Ottoni Câmara Arregui, advogado e correligionário do general
Flores da Cunha
Entrevista realizada por Luiz Artur Ferraretto em 9 de
setembro de 1999.
A nova situação permite que a programação da emissora seja
aprimorada. Em 2 de julho de 1943, estreia Em Busca da Felicidade,
adaptação de Gilberto Martins para o original do cubano Leandro Blanco,
produção gravada em discos de acetato no centro do país.

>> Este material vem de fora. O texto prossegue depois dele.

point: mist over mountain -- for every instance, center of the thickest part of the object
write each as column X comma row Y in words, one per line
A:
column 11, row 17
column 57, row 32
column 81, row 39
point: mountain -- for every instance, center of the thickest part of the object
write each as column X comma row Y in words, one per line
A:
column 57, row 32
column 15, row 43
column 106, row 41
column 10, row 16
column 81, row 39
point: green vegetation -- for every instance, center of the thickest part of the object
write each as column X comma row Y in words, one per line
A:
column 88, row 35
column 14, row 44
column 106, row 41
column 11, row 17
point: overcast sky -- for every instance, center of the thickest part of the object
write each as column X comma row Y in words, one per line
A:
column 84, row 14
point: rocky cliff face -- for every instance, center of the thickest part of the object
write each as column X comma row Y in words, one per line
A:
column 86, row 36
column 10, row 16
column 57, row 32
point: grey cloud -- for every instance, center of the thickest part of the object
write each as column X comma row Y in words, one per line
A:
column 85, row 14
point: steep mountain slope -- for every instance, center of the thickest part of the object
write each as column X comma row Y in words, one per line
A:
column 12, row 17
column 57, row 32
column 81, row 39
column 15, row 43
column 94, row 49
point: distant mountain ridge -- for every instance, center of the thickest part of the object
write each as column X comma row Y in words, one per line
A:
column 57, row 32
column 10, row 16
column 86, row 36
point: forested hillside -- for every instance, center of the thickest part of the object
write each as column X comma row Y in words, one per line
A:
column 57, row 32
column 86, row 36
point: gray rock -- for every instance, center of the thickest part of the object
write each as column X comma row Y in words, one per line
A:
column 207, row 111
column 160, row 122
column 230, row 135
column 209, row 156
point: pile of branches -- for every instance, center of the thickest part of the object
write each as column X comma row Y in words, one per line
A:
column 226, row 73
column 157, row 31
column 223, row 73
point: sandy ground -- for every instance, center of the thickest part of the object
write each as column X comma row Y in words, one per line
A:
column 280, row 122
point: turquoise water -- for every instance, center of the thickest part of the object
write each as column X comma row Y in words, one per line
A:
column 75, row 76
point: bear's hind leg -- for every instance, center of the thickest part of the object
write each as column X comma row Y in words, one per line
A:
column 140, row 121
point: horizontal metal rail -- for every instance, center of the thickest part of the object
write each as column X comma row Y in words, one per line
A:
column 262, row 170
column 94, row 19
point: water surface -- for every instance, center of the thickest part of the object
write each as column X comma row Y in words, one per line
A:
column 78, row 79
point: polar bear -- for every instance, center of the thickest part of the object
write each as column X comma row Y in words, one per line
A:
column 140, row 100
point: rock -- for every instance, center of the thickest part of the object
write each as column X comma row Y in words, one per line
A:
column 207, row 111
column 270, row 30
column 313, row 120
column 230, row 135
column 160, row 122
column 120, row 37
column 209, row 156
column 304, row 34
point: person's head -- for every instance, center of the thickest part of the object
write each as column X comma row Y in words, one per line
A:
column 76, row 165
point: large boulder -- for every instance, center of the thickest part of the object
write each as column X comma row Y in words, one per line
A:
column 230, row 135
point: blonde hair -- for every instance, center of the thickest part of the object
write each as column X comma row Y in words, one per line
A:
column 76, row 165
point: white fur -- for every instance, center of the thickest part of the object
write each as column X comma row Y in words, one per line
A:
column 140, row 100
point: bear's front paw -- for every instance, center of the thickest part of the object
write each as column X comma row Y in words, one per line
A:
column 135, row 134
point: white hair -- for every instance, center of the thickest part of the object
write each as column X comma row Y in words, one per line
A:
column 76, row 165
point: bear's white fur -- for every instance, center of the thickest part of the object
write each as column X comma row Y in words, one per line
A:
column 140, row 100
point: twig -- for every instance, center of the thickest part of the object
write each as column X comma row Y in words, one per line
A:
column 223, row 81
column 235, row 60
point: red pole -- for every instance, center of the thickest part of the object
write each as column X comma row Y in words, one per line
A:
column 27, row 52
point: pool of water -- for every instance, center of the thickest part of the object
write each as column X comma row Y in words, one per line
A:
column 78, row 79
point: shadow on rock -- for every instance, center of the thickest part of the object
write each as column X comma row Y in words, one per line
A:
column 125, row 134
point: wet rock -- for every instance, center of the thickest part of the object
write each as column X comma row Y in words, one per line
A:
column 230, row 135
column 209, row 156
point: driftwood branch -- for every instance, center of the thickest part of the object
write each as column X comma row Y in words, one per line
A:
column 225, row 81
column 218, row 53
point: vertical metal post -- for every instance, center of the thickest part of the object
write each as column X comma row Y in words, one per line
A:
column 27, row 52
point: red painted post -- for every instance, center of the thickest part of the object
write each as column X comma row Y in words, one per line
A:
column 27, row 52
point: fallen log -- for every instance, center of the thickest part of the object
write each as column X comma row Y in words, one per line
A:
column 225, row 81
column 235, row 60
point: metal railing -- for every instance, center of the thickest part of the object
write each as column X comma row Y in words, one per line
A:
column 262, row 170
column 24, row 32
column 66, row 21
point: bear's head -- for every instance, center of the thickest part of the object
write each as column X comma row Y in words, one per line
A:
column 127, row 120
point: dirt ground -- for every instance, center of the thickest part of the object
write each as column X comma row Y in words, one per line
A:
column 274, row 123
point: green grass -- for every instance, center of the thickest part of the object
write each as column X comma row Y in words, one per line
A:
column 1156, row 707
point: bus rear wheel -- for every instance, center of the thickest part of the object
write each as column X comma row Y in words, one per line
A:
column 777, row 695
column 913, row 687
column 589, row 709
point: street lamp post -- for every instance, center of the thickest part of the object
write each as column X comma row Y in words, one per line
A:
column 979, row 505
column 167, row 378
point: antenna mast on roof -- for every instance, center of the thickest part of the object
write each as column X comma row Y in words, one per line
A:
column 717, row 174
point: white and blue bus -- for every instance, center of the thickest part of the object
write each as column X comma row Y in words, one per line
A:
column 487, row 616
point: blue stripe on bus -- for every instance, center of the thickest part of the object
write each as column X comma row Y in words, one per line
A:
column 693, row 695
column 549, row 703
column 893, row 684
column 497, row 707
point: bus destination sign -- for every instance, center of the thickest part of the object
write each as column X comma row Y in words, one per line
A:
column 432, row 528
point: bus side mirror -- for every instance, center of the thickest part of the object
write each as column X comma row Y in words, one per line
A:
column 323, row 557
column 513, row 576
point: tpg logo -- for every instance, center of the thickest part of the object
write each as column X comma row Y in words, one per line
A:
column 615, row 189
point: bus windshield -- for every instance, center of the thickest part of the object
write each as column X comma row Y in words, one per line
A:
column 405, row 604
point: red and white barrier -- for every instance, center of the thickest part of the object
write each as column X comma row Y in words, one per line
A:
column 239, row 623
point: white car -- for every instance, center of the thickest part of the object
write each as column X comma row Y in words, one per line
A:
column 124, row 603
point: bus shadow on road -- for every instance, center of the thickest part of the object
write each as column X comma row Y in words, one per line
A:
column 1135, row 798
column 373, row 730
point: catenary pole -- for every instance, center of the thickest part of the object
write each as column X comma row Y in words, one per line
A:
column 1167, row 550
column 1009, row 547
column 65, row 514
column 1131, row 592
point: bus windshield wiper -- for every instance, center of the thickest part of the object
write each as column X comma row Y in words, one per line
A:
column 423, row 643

Dois anos antes, ao
ser transmitida pela Rádio Nacional, do Rio de Janeiro, a produção patrocinada
pela Colgate-Palmolive tornara-se a primeira novela radiofônica ouvida pelo
público brasileiro. O sucesso desta produção leva à montagem de um núcleo
próprio de novelas, organizado em torno do ator e diretor Walter Ferreira. Além
disto, com o apoio do elenco fixo da rede liderada pelas rádios Tupi, do
Rio de Janeiro e de São Paulo, em pouco tempo, a emissora recupera-se, dobrando
o faturamento em relação ao obtido pelos Flores da Cunha. Empolgados pelo rápido
sucesso de seu empreendimento, os Associados compram um ano depois, em 1944, a Rádio Difusora
Porto-alegrense.
Abertura de Em Busca da Felicidade
Fonte: BASF BRASILEIRA S.A. 1934 - 1984, 50 anos
de memória brasileira.
São Paulo, 1984. Fita cassete.
São Paulo, 1984. Fita cassete.
As negociações envolvendo a PRH-2 e a PRF-9 inserem-se na
lógica de expansão das empresas de Chateaubriand durante a primeira metade da
década de 1940, período em que são adquiridas também a Difusora, de São Paulo;
a Mineira e a Guarani, de Belo Horizonte; a Sociedade da Bahia, de Salvador; e
a Educadora do Brasil (logo rebatizada como Tamoio), do Rio de Janeiro. No Rio
Grande do Sul, os Associados estavam presentes desde 1930, quando haviam
comprado o Diário de Notícias, jornal lançado cinco anos antes. A
aquisição da Farroupilha e da Difusora foi precedida ainda da incorporação, em
1941, do periódico A Razão, de Santa Maria. Em boa parte, no futuro, o
sucesso da Farroupilha sustenta-se na infraestrutura oferecida, em termos
nacional e estadual, pelo conjunto de empresas controlado por Chateaubriand.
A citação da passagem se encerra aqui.